11. How should I evaluate OCR accuracy when models read board silkscreen, package logos, or partial markings in addition to the main text?

Evaluate OCR by separating the primary target text from extra text the model also captured. In the thread, some models correctly read the main marking but also added board silkscreen such as RXD and TXD pads, or captured logos like NXP. That behavior is useful if you want richer extraction, but it is an OCR failure if your prompt requires only the main visible text. Score exact target accuracy first, then treat extras as a second metric. [#21894362]

12. Why might Gemini 2.5 Pro return tags instead of OCR text even when the prompt says to only detect text on the image?

It can happen because vision LLMs sometimes follow image-understanding habits instead of the narrow output format. In the TDA2822M test, Gemini 2.5 Pro unexpectedly listed tags rather than transcribing text, even though the OCR prompt explicitly said "Do not write anything else." That is a format-control failure, not just a recognition mistake.

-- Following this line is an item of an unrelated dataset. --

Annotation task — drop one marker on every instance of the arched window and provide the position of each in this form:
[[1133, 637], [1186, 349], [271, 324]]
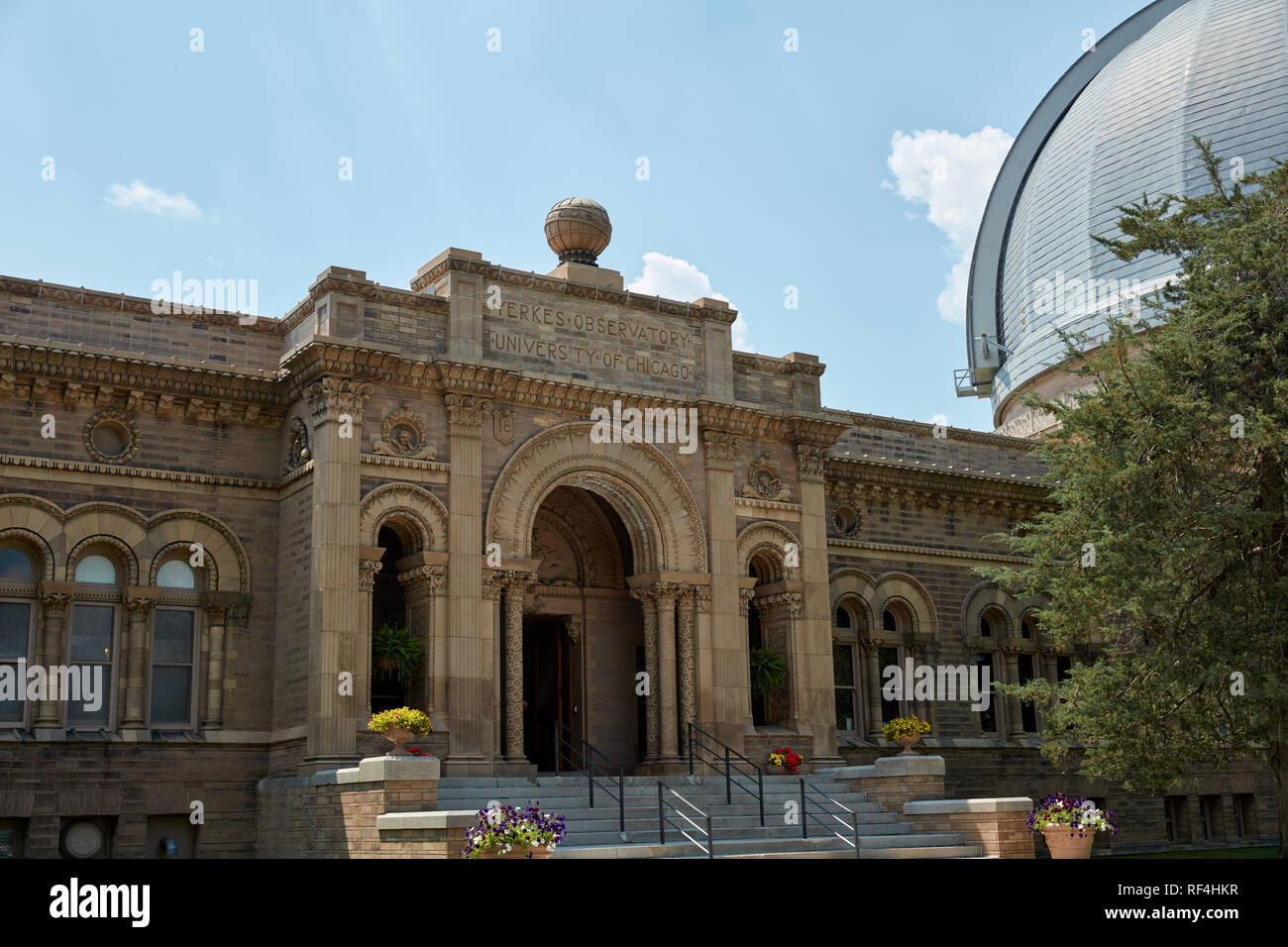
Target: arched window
[[95, 569], [845, 673], [176, 574], [18, 573], [93, 639], [175, 621]]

It shows that even strong API models can break instruction fidelity on simple extraction tasks. [#21894362]

13. What practical results have users seen when testing Gemma 4 locally for electronics image tagging and OCR?

The practical result is that Gemma 4 is usable locally for simple OCR and basic electronics tagging, but not yet dependable enough for unsupervised precision work. It read many easy markings, stayed close on some harder chips, and produced solid tags on boards and simulators. It also missed details like LED, misread characters such as I versus 1, and invented tags such as SMD. The author’s conclusion is clear: reliability remains the main weakness, despite useful real-world progress. [#21894362]

14. Which models are most useful for identifying parts like TL431, IRFP460LC, LEDs, microswitches, USB connectors, and remote controls from photos?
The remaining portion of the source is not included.